Dobrymi wynikami i ciężką pracą wywalczyli już przepustki na wyższe uczelnie. Gdy ich koledzy z niepokojem przygotowują się do matury, oni z uśmiechem oczekują końca szkoły i upragnionych wakacji, a o najważniejszym egzaminie w życiu nie myślą, bo dla nich to czysta formalność.
Błyszczą w tłumie
Poziomem wiedzy i umiejętności przewyższają swoich rówieśników często kilkukrotnie.
- Jeśli wszystko się uda, to planuję kontynuować naukę na Wojskowej Akademii Technicznej - mówi Adam Makowski, wielokrotny finalista olimpiad ekonomicznych. - Od zawsze mnie to interesowało - podkreśla.

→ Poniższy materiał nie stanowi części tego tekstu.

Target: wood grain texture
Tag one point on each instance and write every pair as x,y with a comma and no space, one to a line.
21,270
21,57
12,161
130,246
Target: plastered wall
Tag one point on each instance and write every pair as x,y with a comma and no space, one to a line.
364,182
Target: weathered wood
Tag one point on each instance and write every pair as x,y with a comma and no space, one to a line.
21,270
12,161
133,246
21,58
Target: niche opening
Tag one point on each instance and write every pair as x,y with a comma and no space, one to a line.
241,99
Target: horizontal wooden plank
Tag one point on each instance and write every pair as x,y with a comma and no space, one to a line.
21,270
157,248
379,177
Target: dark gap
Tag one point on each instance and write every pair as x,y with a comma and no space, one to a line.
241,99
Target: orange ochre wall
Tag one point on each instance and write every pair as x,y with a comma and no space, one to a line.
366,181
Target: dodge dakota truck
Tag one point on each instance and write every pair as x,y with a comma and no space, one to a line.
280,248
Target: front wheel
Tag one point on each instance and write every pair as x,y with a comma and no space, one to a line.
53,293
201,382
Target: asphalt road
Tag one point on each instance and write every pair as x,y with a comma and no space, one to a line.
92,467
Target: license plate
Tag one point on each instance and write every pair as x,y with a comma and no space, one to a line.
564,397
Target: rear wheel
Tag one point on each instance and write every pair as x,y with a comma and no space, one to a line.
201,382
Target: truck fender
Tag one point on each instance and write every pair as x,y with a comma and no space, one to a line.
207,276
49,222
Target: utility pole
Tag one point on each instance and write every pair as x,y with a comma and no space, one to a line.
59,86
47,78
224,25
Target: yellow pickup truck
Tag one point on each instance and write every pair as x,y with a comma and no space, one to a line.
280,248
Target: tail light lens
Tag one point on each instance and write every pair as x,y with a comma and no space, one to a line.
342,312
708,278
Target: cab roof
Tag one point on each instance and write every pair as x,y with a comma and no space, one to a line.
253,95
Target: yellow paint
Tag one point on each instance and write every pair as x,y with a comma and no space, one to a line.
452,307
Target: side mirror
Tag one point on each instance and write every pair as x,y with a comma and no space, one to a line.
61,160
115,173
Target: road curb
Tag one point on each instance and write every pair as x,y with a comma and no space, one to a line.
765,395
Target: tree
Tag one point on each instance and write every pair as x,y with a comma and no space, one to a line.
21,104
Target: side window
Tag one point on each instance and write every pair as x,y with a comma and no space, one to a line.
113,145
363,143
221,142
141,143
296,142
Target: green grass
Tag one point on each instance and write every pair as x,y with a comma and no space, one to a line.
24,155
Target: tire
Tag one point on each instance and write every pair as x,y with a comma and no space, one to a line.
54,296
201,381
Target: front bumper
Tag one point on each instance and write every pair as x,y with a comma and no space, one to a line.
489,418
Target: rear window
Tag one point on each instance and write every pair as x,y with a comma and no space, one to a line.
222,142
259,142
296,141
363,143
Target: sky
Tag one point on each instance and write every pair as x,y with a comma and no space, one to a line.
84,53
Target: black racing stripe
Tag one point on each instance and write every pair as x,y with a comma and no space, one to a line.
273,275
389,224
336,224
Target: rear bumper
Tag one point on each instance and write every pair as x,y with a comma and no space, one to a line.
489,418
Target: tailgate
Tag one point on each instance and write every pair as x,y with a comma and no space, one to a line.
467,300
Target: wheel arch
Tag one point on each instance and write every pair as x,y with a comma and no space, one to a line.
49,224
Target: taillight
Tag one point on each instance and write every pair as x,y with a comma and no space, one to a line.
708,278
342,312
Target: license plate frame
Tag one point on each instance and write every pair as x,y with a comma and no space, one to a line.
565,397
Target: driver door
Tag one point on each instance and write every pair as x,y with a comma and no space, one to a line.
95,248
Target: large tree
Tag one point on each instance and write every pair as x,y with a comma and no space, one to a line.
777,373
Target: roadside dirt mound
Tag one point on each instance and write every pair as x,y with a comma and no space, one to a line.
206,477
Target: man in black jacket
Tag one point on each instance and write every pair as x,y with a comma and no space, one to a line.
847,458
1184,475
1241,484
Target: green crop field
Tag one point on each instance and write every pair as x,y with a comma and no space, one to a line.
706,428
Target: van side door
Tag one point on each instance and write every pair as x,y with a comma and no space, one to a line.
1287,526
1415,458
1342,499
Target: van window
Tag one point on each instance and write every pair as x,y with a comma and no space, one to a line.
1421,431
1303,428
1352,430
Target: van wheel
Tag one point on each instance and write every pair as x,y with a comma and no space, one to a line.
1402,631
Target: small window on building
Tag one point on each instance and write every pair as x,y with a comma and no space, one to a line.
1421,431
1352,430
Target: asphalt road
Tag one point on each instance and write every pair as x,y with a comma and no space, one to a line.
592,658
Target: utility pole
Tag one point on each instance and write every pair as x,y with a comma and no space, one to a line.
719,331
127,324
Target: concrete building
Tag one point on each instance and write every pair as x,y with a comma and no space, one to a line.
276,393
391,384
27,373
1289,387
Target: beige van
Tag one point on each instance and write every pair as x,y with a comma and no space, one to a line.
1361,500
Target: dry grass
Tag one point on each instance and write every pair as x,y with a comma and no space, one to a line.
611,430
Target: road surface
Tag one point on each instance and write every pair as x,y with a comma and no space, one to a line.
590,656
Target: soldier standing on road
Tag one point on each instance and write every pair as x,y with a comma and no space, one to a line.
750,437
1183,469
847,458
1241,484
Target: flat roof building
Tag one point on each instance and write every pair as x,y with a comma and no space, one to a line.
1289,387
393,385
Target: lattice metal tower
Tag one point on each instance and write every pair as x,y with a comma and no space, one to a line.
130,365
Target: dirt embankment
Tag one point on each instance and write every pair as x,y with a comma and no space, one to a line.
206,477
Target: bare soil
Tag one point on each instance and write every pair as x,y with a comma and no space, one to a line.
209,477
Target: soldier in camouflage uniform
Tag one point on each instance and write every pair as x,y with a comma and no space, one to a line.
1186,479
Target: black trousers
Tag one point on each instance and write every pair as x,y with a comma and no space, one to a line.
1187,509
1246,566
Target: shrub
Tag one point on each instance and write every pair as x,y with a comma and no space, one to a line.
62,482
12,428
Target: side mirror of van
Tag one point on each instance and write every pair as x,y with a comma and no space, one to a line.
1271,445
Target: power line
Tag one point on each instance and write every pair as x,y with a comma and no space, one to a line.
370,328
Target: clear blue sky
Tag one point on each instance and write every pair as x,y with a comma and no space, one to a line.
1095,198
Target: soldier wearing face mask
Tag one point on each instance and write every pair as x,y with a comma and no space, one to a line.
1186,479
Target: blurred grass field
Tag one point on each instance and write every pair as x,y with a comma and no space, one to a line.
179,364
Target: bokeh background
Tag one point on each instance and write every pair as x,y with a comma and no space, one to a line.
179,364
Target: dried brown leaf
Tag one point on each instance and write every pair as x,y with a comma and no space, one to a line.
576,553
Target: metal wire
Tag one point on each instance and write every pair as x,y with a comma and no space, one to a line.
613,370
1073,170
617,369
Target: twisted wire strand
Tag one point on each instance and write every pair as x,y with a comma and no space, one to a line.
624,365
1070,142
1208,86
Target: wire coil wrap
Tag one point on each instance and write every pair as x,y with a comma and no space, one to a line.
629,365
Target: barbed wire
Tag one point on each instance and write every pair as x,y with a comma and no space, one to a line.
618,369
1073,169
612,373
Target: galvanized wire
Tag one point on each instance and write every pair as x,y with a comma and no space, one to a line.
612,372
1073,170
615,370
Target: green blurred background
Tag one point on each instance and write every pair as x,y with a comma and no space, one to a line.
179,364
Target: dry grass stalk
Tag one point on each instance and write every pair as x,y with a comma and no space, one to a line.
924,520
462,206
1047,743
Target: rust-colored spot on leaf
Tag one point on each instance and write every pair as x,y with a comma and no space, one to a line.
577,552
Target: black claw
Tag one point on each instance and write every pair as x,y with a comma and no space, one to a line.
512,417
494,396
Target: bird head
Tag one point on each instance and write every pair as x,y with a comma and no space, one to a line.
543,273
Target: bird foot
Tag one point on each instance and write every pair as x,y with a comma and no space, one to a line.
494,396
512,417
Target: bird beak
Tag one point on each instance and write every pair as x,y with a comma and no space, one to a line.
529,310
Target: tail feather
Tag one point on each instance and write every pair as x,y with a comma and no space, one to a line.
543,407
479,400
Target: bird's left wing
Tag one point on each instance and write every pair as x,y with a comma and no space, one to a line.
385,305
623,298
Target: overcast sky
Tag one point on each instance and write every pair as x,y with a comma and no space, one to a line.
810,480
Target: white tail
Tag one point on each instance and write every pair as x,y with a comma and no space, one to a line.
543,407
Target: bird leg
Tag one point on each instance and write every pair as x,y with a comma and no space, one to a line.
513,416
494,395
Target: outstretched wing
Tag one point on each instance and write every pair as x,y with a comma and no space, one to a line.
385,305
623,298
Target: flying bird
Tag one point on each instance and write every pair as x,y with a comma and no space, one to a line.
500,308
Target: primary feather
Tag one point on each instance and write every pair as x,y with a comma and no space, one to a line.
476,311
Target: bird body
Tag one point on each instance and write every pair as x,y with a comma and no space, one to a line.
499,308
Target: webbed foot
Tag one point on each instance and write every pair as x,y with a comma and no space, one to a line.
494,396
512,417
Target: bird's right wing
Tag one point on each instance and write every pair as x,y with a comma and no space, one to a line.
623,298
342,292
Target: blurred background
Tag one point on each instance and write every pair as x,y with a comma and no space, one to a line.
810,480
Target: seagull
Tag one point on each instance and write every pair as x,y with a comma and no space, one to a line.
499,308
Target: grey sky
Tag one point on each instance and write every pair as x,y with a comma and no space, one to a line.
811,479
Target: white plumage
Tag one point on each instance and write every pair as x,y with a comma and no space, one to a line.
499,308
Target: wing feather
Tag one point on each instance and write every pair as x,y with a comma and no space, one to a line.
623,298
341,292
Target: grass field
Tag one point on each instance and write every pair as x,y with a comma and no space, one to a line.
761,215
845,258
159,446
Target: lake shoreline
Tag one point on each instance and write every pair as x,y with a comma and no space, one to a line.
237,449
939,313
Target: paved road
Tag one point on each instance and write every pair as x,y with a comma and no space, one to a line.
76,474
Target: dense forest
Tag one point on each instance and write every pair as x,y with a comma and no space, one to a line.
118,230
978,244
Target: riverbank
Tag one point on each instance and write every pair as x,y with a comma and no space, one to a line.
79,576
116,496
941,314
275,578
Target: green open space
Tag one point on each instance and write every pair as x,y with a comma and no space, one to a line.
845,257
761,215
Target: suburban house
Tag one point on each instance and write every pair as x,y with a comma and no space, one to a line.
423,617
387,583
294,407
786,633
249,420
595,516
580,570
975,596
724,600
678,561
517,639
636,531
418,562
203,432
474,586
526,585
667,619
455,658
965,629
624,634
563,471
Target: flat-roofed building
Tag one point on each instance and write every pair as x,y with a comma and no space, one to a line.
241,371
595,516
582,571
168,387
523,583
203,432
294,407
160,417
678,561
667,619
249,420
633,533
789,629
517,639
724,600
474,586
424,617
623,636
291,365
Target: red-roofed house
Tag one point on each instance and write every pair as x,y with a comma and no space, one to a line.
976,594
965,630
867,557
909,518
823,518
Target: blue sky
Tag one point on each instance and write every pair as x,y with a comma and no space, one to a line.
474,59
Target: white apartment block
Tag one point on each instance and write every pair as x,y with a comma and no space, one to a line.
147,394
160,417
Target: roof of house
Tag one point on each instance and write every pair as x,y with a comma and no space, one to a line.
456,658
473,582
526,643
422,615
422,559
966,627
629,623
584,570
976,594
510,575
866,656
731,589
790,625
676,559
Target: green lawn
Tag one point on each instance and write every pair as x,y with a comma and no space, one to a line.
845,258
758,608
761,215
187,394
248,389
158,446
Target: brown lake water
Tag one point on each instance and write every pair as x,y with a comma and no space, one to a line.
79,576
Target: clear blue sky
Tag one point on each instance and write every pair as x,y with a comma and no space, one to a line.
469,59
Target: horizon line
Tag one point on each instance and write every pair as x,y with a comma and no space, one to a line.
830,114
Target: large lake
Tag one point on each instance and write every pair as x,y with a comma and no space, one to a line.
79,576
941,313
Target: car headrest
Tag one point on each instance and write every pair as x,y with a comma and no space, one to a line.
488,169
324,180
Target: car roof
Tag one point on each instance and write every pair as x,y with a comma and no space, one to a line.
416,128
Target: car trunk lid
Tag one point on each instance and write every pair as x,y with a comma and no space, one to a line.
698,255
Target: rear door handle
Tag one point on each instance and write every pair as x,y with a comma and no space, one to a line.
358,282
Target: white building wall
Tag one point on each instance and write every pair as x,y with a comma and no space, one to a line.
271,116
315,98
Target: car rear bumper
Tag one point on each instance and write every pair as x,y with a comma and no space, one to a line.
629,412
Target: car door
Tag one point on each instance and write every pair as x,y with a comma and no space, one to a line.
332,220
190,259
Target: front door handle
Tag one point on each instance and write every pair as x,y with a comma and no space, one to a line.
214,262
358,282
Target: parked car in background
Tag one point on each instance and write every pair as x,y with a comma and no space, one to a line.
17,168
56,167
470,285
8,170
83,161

Adam to jeden z najbardziej uzdolnionych ścisłych umysłów w ekonomiku. W ubiegłym roku był stypendystą prezesa Rady Ministrów.
- To bardzo zdolny i pracowity chłopak - podsumowuje Michał Bączkowski - nauczyciel w ZSEiO nr 6 w Łomży. - Adam chce poszerzać swoje horyzonty, a to jest gwarancją, że kiedyś osiągnie sukces - dodaje.
Pewne miejsce
Wśród łomżyńskich maturzystów są i tacy, którzy mają już zagwarantowane miejsce nawet na dwóch uczelniach wyższych.
- Bartosz Przeździecki i Marta Kijek są dwukrotnymi laureatami i mogą wybrać uczelnię swoich marzeń - mówi Albina Chojak.
Obecnie w łomżyńskich szkołach średnich uczy się kilkudziesięciu laureatów olimpiad przedmiotowych z indeksami uczelni wyższych w kieszeni, a może będzie ich jeszcze znacznie więcej. Do końca maja na terenie kraju odbędzie się jeszcze kilkanaście olimpiad i ogólnopolskich sprawdzianów wiedzy. Wszystkim
łomżyniakom życzymy połamania pióra.